I know that we can check existence of cycle in graph by simply traversing the graph and check whether the vertex has been visited.
However, if there are only number of vertices and their corresponding degree known, can we check if the graph contains at least a cycle? Provided that there is no self-loop and no cycle involving exactly only 2 vertices with 2 degrees each. So it doesn't matter how they are connected to each other.
Is that possible without first randomly connecting each vertex according to the their degrees and then traversing the graph?
Actually the problem is to find a maximum value from a set of vertices if the vertex connected to other vertex. So let say I'm provided with a set of number $M$ and $|M| = |V| - 1$ with $V$ being a set of vertices, $M_n$ being the value that a vertex can have if the vertex is connected to $n$ other vertices (degree).
$$M = (4, 1, 1, 3, 2)$$ In that case the $|V|=6$ and let say $V=(V_1,....,V_6)$. That means if any of those vertices is connected to a vertex the value of both vertices would be $4$ ($M_1=4$, degree = 1) but if connected to other 3 vertices the value of that particular vertex would be $1$ ($M_3=1$, degree = 3).
From that, I'd like to find which combination yields the most value without introducing a cycle in the graph.

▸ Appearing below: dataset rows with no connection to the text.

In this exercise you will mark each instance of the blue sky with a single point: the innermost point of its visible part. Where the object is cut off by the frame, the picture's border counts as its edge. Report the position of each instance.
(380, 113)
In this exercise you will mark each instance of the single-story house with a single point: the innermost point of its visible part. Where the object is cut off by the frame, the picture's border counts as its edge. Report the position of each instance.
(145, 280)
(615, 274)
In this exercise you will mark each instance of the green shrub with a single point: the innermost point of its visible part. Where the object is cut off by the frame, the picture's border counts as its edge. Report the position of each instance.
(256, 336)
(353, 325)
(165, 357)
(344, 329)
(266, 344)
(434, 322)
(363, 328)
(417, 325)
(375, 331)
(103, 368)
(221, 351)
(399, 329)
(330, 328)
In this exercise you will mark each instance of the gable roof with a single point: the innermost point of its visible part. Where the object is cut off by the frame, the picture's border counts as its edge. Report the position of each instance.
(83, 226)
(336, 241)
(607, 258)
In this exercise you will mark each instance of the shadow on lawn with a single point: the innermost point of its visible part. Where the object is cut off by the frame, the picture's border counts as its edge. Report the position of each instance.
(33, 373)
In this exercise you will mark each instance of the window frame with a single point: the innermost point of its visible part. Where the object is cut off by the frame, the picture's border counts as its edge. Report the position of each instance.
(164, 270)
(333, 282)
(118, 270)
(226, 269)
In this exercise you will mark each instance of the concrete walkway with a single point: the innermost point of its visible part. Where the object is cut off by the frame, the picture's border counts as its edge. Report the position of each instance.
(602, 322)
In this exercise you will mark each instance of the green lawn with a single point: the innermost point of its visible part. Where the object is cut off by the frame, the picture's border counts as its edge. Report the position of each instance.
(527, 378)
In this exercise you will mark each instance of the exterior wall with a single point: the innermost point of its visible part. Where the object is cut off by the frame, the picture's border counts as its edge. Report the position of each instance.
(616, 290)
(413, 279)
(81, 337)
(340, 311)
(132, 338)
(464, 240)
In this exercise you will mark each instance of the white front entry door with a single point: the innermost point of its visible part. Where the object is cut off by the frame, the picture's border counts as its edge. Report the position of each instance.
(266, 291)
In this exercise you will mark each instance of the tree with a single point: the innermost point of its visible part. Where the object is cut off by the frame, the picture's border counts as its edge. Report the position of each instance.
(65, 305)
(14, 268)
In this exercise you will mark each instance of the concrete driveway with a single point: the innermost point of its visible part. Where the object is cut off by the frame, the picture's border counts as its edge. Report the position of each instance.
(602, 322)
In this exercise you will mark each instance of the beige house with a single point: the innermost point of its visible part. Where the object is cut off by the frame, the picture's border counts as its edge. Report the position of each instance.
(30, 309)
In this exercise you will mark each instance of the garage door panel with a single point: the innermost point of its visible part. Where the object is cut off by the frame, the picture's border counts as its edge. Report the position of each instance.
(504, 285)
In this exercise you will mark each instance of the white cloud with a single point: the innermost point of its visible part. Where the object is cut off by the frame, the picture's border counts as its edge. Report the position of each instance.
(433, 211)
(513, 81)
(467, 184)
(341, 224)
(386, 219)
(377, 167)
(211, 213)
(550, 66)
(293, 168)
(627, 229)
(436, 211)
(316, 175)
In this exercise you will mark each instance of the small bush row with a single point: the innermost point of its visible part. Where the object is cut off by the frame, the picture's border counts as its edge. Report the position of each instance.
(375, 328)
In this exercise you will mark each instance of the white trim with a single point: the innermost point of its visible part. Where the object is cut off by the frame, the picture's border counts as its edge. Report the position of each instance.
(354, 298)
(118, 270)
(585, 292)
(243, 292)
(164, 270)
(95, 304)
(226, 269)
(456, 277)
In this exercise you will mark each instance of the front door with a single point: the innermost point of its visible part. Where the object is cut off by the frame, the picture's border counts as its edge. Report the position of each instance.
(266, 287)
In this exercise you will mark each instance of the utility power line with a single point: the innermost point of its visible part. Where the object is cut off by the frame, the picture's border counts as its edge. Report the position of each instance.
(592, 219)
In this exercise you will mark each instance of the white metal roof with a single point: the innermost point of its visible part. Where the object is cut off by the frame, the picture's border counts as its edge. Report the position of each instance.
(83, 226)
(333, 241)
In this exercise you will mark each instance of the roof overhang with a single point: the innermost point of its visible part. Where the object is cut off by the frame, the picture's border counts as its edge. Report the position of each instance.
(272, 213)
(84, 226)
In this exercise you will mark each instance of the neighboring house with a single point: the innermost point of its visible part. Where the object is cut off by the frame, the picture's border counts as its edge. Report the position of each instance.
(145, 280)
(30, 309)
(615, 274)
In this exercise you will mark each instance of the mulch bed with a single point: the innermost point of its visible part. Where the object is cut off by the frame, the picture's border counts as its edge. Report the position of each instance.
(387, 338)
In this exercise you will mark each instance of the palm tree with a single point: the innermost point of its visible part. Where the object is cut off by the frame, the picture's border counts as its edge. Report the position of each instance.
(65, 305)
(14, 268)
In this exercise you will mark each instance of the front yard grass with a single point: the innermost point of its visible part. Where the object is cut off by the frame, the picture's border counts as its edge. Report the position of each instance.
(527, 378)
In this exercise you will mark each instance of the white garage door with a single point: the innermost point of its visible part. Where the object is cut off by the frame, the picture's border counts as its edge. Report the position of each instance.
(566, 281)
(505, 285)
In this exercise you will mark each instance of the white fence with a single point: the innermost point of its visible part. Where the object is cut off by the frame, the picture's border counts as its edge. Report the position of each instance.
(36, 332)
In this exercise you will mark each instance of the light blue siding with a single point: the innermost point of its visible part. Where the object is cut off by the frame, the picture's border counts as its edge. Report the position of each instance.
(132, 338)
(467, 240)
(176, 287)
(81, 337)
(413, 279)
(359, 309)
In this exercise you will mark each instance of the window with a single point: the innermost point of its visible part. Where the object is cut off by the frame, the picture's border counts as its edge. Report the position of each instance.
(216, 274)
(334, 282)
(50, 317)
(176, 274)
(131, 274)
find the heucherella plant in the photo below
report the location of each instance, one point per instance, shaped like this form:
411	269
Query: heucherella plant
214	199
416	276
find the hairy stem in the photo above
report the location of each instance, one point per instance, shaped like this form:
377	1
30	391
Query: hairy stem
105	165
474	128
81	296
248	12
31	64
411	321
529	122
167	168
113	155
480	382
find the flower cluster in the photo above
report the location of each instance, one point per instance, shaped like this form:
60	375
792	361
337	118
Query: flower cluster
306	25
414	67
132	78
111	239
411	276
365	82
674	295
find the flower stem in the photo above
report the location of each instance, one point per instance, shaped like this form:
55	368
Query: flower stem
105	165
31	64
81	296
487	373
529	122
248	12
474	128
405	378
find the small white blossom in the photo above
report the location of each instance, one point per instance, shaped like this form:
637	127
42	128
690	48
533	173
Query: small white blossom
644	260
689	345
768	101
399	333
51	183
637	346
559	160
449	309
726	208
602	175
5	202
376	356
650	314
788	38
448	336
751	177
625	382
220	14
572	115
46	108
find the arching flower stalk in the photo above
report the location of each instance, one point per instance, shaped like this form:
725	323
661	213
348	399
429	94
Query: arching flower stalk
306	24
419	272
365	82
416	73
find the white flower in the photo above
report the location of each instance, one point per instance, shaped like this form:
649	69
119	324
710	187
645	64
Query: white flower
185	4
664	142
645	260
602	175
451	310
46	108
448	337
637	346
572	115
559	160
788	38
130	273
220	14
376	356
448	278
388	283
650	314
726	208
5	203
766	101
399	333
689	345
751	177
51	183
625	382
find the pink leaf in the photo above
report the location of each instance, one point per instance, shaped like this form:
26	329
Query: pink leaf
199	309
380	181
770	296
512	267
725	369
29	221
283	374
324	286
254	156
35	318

At first I was thinking of trying each combination one-by-one and constructing a graph from each combination then look for a cycle. However that approach wouldn't be feasible if there are a lot of vertices. So now I'm thinking of sorting the degree ($n$) first by the value ($M_n$) then start from there and thinking if it'd be possible to detect a cycle without constructing a graph.